Историческое поведение Толстого тем-то и своеобразно, что он, в противопо­ложность Фету или Тургеневу, непрерывно преследует современность и отступает только для того, чтобы напасть с новой стороны. В 50-х годах надо было писать военные очерки, в начале 60-х — заняться вопросом о народном образовании. Так Толстой и написал Фету в 1860 г.: «Другое теперь нужно. Не нам нужно учиться, а нам нужно Марфутку и Тараску выучить хоть немного тому, что мы знаем». Одна­ко — вопрос о пользе грамотности он считает спорным, а систему обязательного обучения — прямо вредной. Неожиданный «радикализм», развернувшийся в пе­дагогических статьях Толстого, оказался на самом деле своего рода «нигилизмом», направленным против «умных».

Он исходит из характерного для него нигилистического тезиса: «никто не знает, что ложь, что правда». Самое дело народного образования заинтересовало Толстого не само по себе, а как особый метод борьбы с современностью: нужно знать, что делать прежде, а что после. Народное образование он выбрал в этот момент как искусный стратег. Одолевая и сбивая противника в этом пункте, он надеется выбить его и из других позиций, более важных и занятых прежде, — из позиций литературных. Это становится совсем ясным, когда после ряда педаго­гических статей появляется вдруг настоящий литературный памфлет, обращен­ный в сторону современной беллетристики: «Кому у кого учиться писать: кре­стьянским ребятам у нас или нам у крестьянских ребят». Откуда возник этот вопрос? Кто ставил его и какое он имеет отношение к вопросу о народном об­разовании? Он возник из столкновения Толстого с «Современником» и с совре­менностью.

Педагогика была сложным тактическим ходом, при помощи которого Толстой «обманул» современность и, вернув к себе внимание, утерянное в конце 50-х годов, вернулся к литературе. Отныне Ясная Поляна противостоит редакциям как особая, враждебная и архаистическая форма литературного быта и производства, «Война и мир» писалась как полемический роман — как демонстрация против современной литературы, ведущей себя от Гоголя и «натуральной школы». В не напечатанном тогда предисловии Толстой сам признавался: «Жизнь чиновников, семинаристов и мужиков мне неинтересна и наполовину непонятна, жизнь аристократии того времени, благодаря памятникам того времени и другим причинам, мне понятна, интересна и мила».

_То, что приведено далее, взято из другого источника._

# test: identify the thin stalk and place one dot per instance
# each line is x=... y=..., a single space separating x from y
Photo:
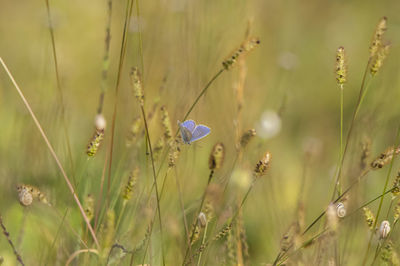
x=155 y=182
x=53 y=153
x=202 y=243
x=61 y=96
x=341 y=134
x=7 y=235
x=120 y=215
x=129 y=4
x=196 y=221
x=359 y=101
x=381 y=201
x=106 y=58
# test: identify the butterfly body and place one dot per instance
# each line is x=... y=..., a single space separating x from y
x=191 y=132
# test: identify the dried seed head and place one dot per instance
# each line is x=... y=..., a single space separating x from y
x=100 y=122
x=216 y=156
x=173 y=153
x=25 y=195
x=384 y=158
x=158 y=148
x=137 y=86
x=340 y=210
x=397 y=211
x=396 y=185
x=365 y=154
x=369 y=218
x=26 y=192
x=223 y=232
x=287 y=241
x=209 y=210
x=341 y=68
x=263 y=165
x=166 y=122
x=130 y=185
x=202 y=219
x=134 y=131
x=384 y=229
x=332 y=217
x=387 y=252
x=247 y=46
x=246 y=137
x=89 y=206
x=379 y=58
x=195 y=233
x=377 y=37
x=95 y=142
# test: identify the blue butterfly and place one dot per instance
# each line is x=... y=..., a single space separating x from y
x=190 y=132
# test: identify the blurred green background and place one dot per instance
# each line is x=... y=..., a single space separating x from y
x=290 y=76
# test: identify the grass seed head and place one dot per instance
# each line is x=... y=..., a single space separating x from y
x=340 y=210
x=263 y=165
x=247 y=46
x=246 y=137
x=166 y=122
x=377 y=37
x=94 y=143
x=137 y=86
x=384 y=229
x=217 y=156
x=369 y=218
x=25 y=195
x=130 y=185
x=384 y=158
x=89 y=206
x=134 y=131
x=100 y=122
x=380 y=57
x=341 y=67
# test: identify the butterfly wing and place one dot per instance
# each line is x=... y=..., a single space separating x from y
x=185 y=133
x=189 y=124
x=200 y=132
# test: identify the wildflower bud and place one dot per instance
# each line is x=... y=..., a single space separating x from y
x=341 y=68
x=100 y=122
x=202 y=219
x=136 y=81
x=217 y=156
x=263 y=165
x=369 y=218
x=246 y=137
x=166 y=122
x=89 y=206
x=130 y=185
x=379 y=58
x=25 y=195
x=95 y=142
x=377 y=37
x=384 y=229
x=247 y=46
x=340 y=210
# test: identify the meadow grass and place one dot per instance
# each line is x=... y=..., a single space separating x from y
x=300 y=167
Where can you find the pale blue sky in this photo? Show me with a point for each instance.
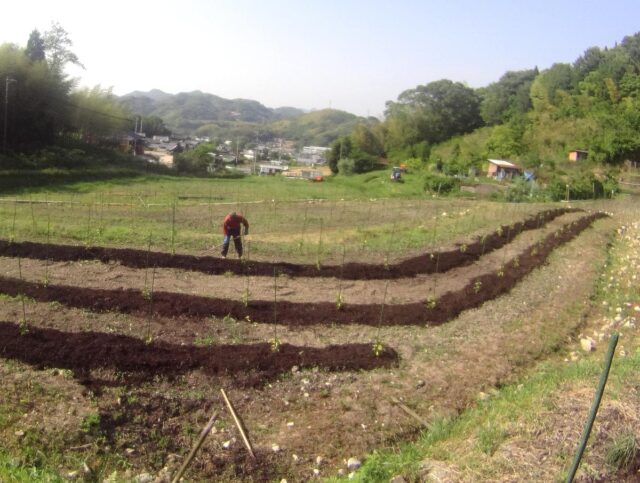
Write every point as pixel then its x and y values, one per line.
pixel 347 54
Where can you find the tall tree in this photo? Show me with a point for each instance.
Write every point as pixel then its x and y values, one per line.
pixel 35 47
pixel 58 49
pixel 507 97
pixel 438 110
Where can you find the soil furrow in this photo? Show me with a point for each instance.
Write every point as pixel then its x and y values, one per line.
pixel 97 275
pixel 477 291
pixel 248 363
pixel 436 262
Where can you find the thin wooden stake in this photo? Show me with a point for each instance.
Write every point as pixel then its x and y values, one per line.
pixel 245 439
pixel 411 413
pixel 195 448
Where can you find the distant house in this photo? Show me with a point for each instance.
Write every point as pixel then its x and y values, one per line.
pixel 313 155
pixel 501 169
pixel 578 155
pixel 272 169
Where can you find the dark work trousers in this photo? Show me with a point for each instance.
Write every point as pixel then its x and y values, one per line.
pixel 237 241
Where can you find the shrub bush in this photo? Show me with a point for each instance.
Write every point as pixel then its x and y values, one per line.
pixel 441 184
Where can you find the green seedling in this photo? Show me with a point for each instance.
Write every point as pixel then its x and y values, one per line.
pixel 378 347
pixel 275 344
pixel 431 302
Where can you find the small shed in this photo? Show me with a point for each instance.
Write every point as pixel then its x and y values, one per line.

Толстой остался тем же патриархальным аристократом и архаистом, каким был, только стал более смелым. Тургенев не понимал этих сложных стратегических ходов Толстого — зато Толстой и говорил про него, что он «играет» с жизнью. Толстой — воинствующий архаист — не играл, а сражался.

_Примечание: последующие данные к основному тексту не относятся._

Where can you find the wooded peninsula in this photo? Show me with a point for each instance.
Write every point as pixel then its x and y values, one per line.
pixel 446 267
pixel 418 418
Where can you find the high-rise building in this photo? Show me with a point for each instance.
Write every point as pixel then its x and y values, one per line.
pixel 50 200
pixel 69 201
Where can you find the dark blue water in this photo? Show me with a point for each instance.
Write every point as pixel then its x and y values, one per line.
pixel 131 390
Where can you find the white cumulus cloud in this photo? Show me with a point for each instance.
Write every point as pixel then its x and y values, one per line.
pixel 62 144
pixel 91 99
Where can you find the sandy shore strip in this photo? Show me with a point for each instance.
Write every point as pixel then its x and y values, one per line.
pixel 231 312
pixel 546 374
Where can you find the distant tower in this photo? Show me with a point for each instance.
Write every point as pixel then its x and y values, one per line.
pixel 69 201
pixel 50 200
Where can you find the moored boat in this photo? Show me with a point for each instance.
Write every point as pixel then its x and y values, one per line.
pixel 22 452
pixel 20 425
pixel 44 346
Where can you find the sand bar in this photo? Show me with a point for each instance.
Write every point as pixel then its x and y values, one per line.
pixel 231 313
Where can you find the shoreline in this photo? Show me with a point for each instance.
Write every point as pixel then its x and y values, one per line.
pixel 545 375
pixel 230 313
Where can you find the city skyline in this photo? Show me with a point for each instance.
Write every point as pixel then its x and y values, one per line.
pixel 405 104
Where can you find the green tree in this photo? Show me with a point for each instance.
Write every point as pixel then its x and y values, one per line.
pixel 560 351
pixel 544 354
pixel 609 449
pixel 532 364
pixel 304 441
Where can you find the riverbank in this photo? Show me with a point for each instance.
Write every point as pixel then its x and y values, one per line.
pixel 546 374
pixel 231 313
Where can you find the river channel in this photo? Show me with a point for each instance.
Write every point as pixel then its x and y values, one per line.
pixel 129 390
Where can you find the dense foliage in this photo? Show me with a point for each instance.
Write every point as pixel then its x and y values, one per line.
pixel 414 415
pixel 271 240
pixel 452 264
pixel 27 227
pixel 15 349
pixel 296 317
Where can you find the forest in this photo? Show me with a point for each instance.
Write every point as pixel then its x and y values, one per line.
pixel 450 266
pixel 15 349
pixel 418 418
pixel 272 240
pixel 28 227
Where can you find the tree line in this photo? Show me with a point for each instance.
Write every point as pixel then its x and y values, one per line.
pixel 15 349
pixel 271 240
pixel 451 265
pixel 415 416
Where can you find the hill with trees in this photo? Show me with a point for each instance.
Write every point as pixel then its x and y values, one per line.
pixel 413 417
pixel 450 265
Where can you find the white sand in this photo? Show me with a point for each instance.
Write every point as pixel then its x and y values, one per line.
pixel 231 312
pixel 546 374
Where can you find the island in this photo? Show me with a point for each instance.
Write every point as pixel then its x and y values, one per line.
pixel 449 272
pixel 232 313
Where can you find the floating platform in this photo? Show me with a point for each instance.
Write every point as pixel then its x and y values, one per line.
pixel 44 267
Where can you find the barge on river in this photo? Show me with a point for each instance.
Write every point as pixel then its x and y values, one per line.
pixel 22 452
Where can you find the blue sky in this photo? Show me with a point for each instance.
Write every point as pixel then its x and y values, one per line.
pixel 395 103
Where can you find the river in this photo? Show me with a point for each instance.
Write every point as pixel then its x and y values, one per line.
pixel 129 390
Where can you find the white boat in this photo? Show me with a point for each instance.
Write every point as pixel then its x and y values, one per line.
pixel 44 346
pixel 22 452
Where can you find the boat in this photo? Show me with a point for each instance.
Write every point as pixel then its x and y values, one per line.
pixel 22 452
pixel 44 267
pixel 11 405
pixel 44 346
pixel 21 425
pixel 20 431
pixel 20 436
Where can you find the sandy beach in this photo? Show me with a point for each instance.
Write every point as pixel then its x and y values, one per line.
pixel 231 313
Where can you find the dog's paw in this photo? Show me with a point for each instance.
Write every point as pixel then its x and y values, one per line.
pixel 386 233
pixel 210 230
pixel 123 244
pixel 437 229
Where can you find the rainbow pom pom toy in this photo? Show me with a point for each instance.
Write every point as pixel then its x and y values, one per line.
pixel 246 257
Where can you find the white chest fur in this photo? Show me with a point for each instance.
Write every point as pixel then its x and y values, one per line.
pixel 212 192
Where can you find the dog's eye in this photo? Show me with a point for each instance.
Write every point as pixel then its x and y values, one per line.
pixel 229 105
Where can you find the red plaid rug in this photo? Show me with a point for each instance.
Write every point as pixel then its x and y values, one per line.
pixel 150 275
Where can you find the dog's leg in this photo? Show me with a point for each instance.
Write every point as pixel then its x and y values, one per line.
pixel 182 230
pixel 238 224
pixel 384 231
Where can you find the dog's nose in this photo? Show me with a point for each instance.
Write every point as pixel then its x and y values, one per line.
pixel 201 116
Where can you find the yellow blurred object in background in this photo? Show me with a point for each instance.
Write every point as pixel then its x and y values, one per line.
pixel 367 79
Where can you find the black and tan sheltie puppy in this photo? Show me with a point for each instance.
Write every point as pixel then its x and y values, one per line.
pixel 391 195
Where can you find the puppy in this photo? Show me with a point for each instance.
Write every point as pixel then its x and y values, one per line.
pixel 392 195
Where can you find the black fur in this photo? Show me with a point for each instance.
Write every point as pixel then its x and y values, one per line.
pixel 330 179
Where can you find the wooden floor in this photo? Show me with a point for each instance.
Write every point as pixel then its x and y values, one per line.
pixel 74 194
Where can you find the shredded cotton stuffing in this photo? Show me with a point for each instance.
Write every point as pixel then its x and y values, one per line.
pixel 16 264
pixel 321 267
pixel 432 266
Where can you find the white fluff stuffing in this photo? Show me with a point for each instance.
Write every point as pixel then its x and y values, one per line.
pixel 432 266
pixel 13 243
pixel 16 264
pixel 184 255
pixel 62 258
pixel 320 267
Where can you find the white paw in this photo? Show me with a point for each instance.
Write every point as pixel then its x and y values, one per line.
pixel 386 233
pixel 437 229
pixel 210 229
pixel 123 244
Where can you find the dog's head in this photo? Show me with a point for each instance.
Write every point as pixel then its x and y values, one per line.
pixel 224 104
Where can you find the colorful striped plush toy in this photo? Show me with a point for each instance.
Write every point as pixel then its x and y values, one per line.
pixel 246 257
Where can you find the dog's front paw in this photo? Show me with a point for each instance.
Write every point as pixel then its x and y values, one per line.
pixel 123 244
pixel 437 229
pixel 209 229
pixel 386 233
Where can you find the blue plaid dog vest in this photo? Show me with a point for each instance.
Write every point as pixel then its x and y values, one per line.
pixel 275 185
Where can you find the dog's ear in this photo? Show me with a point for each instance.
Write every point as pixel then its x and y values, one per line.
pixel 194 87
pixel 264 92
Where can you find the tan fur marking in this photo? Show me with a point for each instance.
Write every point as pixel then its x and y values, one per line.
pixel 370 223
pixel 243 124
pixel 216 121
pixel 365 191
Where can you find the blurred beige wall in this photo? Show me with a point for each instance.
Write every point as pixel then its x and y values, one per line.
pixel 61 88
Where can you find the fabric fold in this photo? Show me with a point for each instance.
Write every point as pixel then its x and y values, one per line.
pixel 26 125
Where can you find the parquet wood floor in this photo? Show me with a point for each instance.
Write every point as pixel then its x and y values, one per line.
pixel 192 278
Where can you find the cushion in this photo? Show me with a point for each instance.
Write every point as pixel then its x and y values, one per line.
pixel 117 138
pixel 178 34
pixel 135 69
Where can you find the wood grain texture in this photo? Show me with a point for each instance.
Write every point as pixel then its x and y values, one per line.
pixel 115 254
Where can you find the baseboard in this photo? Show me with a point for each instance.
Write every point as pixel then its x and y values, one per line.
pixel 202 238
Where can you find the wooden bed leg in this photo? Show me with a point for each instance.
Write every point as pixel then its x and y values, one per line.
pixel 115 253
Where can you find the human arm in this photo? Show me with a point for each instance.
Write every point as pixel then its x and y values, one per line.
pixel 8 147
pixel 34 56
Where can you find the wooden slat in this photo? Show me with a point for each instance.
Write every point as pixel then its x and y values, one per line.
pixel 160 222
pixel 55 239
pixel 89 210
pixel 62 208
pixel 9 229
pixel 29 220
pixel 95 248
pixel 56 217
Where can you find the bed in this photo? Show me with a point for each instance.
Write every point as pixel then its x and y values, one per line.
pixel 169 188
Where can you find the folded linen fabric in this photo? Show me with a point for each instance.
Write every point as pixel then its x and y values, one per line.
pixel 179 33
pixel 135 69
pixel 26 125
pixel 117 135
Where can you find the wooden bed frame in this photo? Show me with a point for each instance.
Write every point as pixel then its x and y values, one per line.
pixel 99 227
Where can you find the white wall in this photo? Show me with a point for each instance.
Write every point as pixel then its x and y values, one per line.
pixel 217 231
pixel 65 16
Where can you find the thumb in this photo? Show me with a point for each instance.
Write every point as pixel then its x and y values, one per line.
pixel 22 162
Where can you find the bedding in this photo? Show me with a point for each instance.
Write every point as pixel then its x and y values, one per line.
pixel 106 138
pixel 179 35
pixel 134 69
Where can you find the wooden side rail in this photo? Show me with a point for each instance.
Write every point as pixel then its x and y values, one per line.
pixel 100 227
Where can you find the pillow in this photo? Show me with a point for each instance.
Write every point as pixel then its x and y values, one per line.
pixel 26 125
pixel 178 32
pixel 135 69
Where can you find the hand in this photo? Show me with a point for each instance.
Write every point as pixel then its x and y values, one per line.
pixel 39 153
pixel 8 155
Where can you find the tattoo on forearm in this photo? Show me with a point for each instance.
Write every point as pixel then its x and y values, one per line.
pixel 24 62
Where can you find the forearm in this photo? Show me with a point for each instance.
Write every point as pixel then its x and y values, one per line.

«Война и мир» вышла в свет, когда Толстому было 40 лет, а «Анна Карени­на» — когда ему исполнилось 50. Он вступил в новую современность, встретился с новым поколением. Приходилось опять решать — «что делать прежде, а что после». Приходилось опять отступить, чтобы напасть заново.

Толстому грозила новая опасность со стороны «народников», высмеявших «Анну Каренину» как амурный роман все с теми же графами и князьями. На этот раз опасность выглядела более грозно. За 20 лет, прошедших со времени педагогических статей Толстого, Россия так изменилась, что оставаться прежним и сохранить свое значение было трудно. История стала штурмовать Толстого. Поражение казалось неизбежным.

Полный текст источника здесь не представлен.